4) And finally, buy books covering those methods and software; which are geared towards serious researchers (not the dummies books, but the academic press books).
posted by tuxster at 12:38 PM on January 12, 2016 [3 favorites]


Try the Tableau users forums - real big on meaningful data application and interpretation. They also have local user groups so you can get together with others in your field and interest.
posted by ptm at 1:31 PM on January 12, 2016


What I did:

1. My university runs various free one day stats courses for grad students on lots of different topics. I attended those.

2. I audited some taught postgrad seminars for things that weren't covered.

3. Check what's online - Duke and Harvard seem to put LOADS of their coursenotes online, our lecturers used to link to them in their coursenotes.

4. As a post-doc, collaborate with somebody who does have these skills, and get them to teach you. This is the main reason collaborations exist in my experience (one person wants access to skills or resources that the other person already has). So in your case work with a statistician. They may have an interest in the problem you are looking to research, but have no experience in running a study. Both of you benefit.

5. If all else fails, pay to go on a course (distance or IRL). My institution gave us a study budget for that sort of thing so I could claim the money back.
posted by tinkletown at 1:32 PM on January 12, 2016


Good advice so far; I especially favor tuxster's 2, 3, and 4 (and look for books that emphasize application over theory). I'd add:

- Rather than looking for any old empirical article, look for one that provides the entire analysis script (like this one). They're still scarce but increasingly common.

- UCLA's IDRE group has a wide variety of pretty pragmatic tutorials, usually in more than one statistical language

- stats.stackexchange.com is a good supplemental resource when you have specific questions about a method.
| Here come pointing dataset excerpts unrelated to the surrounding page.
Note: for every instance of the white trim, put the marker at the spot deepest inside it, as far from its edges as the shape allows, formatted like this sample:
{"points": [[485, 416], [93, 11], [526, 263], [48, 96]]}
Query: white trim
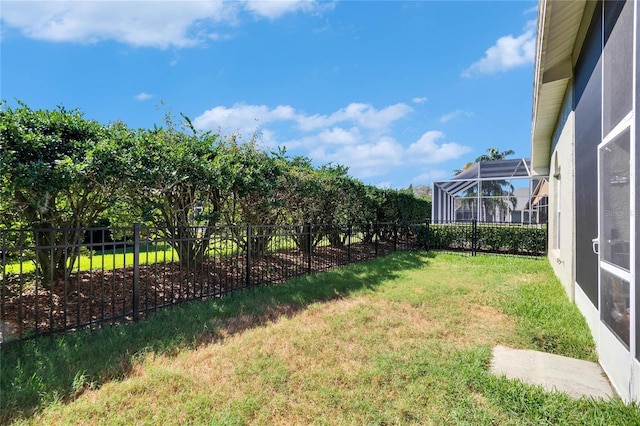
{"points": [[589, 311], [625, 123]]}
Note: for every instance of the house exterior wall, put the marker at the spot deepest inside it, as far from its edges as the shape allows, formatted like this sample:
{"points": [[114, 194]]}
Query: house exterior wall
{"points": [[592, 160], [561, 204]]}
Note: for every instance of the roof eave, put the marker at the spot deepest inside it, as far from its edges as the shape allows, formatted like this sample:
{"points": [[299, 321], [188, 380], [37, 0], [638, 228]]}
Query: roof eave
{"points": [[558, 28]]}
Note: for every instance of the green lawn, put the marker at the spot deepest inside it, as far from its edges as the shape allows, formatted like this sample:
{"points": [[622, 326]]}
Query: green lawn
{"points": [[404, 339]]}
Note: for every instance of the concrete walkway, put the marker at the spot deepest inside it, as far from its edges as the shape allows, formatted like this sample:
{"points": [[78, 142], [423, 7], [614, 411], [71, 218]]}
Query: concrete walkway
{"points": [[554, 372]]}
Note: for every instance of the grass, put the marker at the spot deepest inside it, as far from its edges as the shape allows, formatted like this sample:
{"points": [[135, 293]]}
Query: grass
{"points": [[405, 339]]}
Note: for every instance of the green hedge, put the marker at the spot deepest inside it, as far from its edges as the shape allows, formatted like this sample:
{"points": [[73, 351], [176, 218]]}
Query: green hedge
{"points": [[515, 239]]}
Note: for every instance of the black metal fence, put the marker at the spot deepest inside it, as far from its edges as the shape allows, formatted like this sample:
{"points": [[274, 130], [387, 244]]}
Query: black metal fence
{"points": [[52, 280]]}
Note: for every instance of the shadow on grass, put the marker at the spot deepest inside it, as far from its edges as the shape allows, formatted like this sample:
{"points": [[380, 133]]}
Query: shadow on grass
{"points": [[38, 372]]}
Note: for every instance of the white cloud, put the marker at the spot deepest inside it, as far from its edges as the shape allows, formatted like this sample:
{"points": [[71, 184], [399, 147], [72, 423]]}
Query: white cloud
{"points": [[508, 52], [430, 176], [454, 114], [361, 114], [358, 136], [366, 159], [143, 96], [242, 117], [159, 24], [427, 150]]}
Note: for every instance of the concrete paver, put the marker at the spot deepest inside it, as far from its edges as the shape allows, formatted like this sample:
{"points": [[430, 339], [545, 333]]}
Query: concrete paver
{"points": [[554, 372]]}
Specifically for HLMs: I really, really like Gelman and Hill's book.
posted by McBearclaw at 1:32 PM on January 12, 2016 [1 favorite]
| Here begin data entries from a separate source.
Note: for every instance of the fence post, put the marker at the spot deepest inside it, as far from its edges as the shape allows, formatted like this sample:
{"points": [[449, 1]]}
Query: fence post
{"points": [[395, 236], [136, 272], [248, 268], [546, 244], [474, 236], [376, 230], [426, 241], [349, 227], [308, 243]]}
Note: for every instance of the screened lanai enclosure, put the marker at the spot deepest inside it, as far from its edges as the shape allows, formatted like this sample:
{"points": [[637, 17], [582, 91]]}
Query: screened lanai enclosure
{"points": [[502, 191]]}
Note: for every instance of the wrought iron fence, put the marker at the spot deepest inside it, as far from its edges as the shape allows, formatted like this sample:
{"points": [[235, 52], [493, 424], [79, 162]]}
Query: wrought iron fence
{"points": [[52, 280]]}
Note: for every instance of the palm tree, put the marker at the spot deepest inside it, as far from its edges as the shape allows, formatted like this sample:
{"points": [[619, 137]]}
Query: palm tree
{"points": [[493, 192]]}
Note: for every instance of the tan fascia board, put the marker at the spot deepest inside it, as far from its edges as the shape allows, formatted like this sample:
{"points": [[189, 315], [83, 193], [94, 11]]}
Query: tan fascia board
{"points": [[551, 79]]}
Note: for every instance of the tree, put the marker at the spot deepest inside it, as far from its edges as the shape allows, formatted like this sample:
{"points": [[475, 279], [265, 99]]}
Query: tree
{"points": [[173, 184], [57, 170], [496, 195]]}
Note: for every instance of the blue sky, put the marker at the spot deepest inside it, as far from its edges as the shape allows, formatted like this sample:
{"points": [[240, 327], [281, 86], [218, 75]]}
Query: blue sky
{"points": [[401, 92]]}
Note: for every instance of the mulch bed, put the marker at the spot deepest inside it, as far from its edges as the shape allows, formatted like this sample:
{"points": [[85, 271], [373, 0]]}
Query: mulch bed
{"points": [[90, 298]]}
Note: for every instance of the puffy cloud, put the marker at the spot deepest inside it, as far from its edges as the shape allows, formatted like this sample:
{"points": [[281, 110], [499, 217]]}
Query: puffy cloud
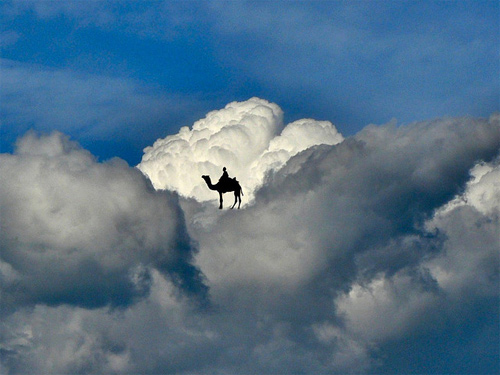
{"points": [[351, 256], [243, 136], [84, 233]]}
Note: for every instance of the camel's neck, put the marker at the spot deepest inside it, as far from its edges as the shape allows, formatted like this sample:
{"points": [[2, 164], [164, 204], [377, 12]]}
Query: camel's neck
{"points": [[209, 183]]}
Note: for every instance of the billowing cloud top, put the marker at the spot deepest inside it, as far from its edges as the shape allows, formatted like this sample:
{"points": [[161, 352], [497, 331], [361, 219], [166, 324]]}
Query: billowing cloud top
{"points": [[244, 137], [80, 232], [375, 254]]}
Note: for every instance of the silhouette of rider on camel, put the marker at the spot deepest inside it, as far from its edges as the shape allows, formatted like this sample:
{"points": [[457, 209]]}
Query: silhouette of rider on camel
{"points": [[225, 177]]}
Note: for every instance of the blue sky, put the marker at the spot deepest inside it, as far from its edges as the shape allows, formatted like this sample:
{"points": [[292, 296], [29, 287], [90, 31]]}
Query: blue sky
{"points": [[365, 135], [131, 72]]}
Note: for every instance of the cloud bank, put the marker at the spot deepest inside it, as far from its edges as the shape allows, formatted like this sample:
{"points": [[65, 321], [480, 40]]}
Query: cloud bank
{"points": [[378, 254], [246, 137], [83, 233]]}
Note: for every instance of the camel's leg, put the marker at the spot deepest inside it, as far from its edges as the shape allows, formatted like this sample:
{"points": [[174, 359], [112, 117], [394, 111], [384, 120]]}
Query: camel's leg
{"points": [[235, 200]]}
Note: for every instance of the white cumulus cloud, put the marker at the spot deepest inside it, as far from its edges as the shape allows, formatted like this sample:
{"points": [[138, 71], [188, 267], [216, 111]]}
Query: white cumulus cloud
{"points": [[246, 137]]}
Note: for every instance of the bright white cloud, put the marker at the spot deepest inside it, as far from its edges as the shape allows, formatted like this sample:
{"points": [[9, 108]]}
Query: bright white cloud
{"points": [[246, 137], [346, 249], [80, 232]]}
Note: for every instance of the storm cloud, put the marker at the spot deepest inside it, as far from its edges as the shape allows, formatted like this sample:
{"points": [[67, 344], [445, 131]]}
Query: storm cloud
{"points": [[352, 253]]}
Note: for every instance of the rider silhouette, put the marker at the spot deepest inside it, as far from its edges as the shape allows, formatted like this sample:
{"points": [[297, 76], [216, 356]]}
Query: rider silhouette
{"points": [[225, 176]]}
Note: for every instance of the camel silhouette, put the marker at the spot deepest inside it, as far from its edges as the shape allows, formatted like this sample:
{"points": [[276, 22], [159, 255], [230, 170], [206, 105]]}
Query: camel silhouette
{"points": [[230, 184]]}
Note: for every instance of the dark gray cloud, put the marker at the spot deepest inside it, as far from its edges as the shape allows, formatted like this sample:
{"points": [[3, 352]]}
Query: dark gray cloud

I have learned a lot by listening to audio recordings of specific courses, during my commutes and doing chores. A favorite, that may be of interest to you:
Anything by Lesa Hoffman, who provides videos, syllabi, sample code linked from here. It looks like the materials she links to are now all video, but it used to just be MP3 (preferable for me). She is a quantitative psychologist who specializes in multilevel (aka hierarchical) models for longitudinal/repeated measures data; but I think one of her courses talks about "classic" HLMs (e.g., people nested within schools/neighborhoods/sites). She also has/had a "multivariate" (i.e., latent variables, factor analysis, SEM) course which helped fill in many gaps that my in-person SEM course did not cover. She has a great sense of humor, and explains things in enough detail to understand and apply these complicated techniques, without it becoming a pure-stats course.
posted by mean square error at 1:39 PM on January 12, 2016 [5 favorites]


A friend of mine who has a PhD in a social science discipline and does tons of quantitative research speaks highly of the Sage book series "Quantitative Applications in the Social Sciences (QASS)". Each book addresses a specific technique and the series currently contains a total of 175 books. (Direct PDF download of a list of book titles in series).

For time series, see volume 9.
posted by obscure simpsons reference at 6:23 PM on January 12, 2016 [2 favorites]


Another strategy that I've seen be successful for many colleagues is the workshops that are offered as part of national/international conferences.